Y por último, debemos actuar y castigar. Se hace necesario aprobar e implementar Protocolos de actuación. Las Universidades, como uno más de sus reglamentos internos, deben normalizar los procesos que orden estas situaciones, y aprobar los instrumentos que consideren necesarios. En ellos, toda la comunidad universitaria tendrá un referente al que acudir, en el que se establezca, ordenadamente, quiénes son los responsables del proceso, de qué fases consta, en qué plazos se lleva a cabo, cuáles son los sistemas de prueba, de qué formas puede finalizar, cuáles son las vías de recurso, en qué órdenes jurisdiccionales, y la existencia o no de apoyo jurídico y psicológico, entre otros. Todo ello sin olvidar el compromiso que deben adquirir las gerencias y los equipos de gobierno universitarios, no sólo de aprobación de estos instrumentos, sino de aplicación, hasta sus últimas consecuencias, de las normas sobre régimen disciplinario y responsabilidad, en virtud de las responsabilidades que pudieran quedar probadas tras la consecución de los procedimientos incoados. 

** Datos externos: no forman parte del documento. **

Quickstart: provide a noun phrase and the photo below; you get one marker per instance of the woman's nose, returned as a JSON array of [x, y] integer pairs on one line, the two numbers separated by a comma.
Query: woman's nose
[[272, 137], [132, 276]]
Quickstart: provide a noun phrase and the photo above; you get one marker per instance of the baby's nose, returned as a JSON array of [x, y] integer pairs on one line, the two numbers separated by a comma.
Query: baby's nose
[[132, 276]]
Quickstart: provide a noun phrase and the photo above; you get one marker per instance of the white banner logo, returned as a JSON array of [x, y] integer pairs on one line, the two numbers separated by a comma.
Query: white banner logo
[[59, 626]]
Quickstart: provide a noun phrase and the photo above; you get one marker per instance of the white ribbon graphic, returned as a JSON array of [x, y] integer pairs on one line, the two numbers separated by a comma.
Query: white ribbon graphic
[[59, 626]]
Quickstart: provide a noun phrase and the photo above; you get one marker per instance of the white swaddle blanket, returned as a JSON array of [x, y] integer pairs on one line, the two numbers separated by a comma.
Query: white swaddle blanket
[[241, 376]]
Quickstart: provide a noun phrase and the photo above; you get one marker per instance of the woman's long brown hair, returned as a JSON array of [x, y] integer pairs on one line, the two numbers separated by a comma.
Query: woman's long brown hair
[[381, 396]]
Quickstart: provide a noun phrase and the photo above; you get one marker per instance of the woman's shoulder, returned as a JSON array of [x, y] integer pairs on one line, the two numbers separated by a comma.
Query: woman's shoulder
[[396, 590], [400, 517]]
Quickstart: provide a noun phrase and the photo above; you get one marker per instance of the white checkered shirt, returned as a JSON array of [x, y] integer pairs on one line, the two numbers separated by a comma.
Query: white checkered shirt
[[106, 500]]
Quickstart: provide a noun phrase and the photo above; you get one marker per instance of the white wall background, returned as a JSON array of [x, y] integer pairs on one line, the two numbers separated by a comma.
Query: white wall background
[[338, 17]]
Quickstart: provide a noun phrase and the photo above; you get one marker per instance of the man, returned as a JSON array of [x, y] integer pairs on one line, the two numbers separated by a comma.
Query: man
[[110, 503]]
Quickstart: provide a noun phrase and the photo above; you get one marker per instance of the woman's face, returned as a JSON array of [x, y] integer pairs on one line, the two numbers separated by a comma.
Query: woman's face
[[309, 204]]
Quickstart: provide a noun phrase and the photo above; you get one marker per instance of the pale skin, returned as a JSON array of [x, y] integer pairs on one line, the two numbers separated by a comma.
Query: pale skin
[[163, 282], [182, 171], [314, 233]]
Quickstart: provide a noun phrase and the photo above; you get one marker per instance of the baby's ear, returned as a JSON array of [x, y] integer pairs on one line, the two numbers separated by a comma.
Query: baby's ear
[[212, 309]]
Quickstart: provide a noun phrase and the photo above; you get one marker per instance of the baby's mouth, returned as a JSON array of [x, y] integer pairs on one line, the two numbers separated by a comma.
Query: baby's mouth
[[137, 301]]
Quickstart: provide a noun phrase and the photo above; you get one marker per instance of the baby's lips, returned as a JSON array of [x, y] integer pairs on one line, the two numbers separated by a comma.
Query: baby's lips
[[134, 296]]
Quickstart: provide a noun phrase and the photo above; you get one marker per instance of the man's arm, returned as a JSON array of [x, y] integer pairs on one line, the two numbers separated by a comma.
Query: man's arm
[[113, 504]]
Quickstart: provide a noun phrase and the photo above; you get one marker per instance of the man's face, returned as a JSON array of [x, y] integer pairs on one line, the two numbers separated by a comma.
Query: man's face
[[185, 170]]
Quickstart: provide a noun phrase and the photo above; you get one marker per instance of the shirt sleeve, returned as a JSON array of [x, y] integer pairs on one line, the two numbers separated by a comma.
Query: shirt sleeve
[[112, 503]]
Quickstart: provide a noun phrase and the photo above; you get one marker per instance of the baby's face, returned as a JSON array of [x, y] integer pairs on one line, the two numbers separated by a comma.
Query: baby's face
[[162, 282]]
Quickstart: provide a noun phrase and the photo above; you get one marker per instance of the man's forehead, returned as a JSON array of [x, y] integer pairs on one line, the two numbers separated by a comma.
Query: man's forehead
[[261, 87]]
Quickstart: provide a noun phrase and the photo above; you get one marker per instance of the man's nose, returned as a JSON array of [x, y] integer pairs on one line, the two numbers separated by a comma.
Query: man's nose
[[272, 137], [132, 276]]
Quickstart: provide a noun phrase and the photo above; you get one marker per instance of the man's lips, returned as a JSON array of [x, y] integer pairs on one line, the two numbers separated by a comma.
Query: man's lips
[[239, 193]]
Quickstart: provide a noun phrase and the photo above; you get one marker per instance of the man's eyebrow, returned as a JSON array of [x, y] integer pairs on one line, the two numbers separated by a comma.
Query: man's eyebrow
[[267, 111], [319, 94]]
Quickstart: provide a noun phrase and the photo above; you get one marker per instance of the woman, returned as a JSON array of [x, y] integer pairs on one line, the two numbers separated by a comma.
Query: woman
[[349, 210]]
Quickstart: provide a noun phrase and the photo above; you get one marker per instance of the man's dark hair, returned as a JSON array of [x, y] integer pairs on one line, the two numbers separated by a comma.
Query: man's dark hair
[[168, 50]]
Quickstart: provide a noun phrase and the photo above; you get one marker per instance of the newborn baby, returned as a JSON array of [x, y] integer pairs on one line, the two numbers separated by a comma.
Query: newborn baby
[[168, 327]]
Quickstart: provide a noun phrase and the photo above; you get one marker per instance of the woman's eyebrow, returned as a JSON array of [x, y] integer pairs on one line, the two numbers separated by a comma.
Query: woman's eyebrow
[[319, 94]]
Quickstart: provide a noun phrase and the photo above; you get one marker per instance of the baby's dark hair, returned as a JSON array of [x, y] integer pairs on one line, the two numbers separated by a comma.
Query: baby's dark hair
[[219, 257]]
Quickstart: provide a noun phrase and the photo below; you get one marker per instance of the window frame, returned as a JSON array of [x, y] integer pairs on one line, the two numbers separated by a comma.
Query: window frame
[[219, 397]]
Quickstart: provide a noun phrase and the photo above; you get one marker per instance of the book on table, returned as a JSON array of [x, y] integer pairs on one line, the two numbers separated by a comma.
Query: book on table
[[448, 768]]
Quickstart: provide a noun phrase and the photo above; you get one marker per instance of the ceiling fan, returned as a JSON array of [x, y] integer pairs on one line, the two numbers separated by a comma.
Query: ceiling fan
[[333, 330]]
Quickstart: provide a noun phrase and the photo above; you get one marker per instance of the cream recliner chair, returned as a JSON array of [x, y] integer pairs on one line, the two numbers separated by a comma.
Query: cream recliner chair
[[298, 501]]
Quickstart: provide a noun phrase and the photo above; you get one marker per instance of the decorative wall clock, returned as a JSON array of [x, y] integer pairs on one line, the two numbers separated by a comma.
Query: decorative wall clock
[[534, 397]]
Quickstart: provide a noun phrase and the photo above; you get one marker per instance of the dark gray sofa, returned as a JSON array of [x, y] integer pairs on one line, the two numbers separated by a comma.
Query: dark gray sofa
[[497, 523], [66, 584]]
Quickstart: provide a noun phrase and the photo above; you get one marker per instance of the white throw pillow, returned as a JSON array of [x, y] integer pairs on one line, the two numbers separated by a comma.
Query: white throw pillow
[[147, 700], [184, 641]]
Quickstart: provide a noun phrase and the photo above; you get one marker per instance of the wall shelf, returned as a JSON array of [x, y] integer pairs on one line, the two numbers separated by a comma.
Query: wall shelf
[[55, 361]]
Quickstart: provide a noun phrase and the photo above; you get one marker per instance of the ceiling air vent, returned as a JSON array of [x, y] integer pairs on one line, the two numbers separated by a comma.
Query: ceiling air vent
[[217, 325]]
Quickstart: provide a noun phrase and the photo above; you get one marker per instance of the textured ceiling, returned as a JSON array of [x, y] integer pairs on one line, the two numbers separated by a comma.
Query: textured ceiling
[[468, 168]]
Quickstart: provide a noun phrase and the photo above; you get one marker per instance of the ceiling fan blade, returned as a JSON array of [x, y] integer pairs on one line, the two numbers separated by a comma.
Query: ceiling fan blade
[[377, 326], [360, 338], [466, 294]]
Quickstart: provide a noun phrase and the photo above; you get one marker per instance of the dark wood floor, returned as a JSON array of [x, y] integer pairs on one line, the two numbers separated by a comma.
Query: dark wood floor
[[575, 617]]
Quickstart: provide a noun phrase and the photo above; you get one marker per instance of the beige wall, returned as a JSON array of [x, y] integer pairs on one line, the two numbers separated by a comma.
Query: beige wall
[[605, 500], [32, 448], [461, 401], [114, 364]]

[1] La Resolución del Parlamento Europeo sobre el acoso en el lugar de trabajo (2001/2339 (INI), publicada mediante Acta del 20 de septiembre de 2001, del parlamento Europeo.

[2] Comité Consultivo para la Seguridad, la Higiene y la Protección de la Salud en el Trabajo (que ayuda a la Comisión en su trabajo de elaboración legislativa y de aplicación de la política comunitaria en el ámbito de la protección de la salud y la seguridad de los trabajadores)

[3] Directiva 2000/43/CE del Consejo, de 29 de junio de 2000, relativa a la aplicación del principio de igualdad de trato de las personas independientemente de su origen racial o étnico, Diario Oficial n° L 180 de 19/07/2000. Págs. 22 a 26.

[4] Directiva 2000/78/CE del Consejo, de 27 de noviembre de 2000, relativa al establecimiento de un marco general para la igualdad de trato en el empleo y la ocupación, Diario Oficial n.° L 303 de 02/12/2000, págs. 16-22.

[5] Directiva 2002/73/CE del Parlamento Europeo y del Consejo, de 23 de septiembre de 2002, que modifica la Directiva 76/207/CEE del Consejo relativa a la aplicación del principio de igualdad de trato entre hombres y mujeres en lo que se refiere al acceso al empleo, a la formación y a la promoción profesionales, y a las condiciones de trabajo (Texto pertinente a efectos del Espacio Económico Europeo) Diario Oficial n.° L 269 de 05/10/2002 págs. 15-20.

[6] Este es un síndrome psicosocial complejo descrito por GONZÁLEZ DE RIVERA, JL., en julio de 2000 como una modalidad especifica de maltrato o acoso psicológico grupal. En su génesis intervienen tres grandes grupos de factores: a) Factores que dependen del acosador: Mediocridad, envidia y necesidad de control. b) Factores que dependen de la víctima: Autenticidad, inocencia psicológica y dependencia afectiva, y c) Factores que dependen del entorno: Aislamiento externo, cohesión interna e improductividad. Como todas las condiciones de maltrato psicológico, el síndrome de acoso institucional acaba por producir en la persona afecta un cuadro psiquiátrico característico, cuya presentación adopta dos formas clínicas principales: la depresiva y la de estrés-ansiedad. La primera es muy similar a la del Síndrome de desgaste profesional o "burn out", con el que a veces se confunde.

[7] Estudio realizado en abril de 2008, CARO MUÑOZ, A., y BONACHERA LEDRO, M., presentado en el VIII Seminario sobre aspectos jurídicos de la Gestión Universitaria, publicado en WWAA, Bases Jurídicas para la gestión Universitaria, Editorial Club Universitario, Alicante, 2008.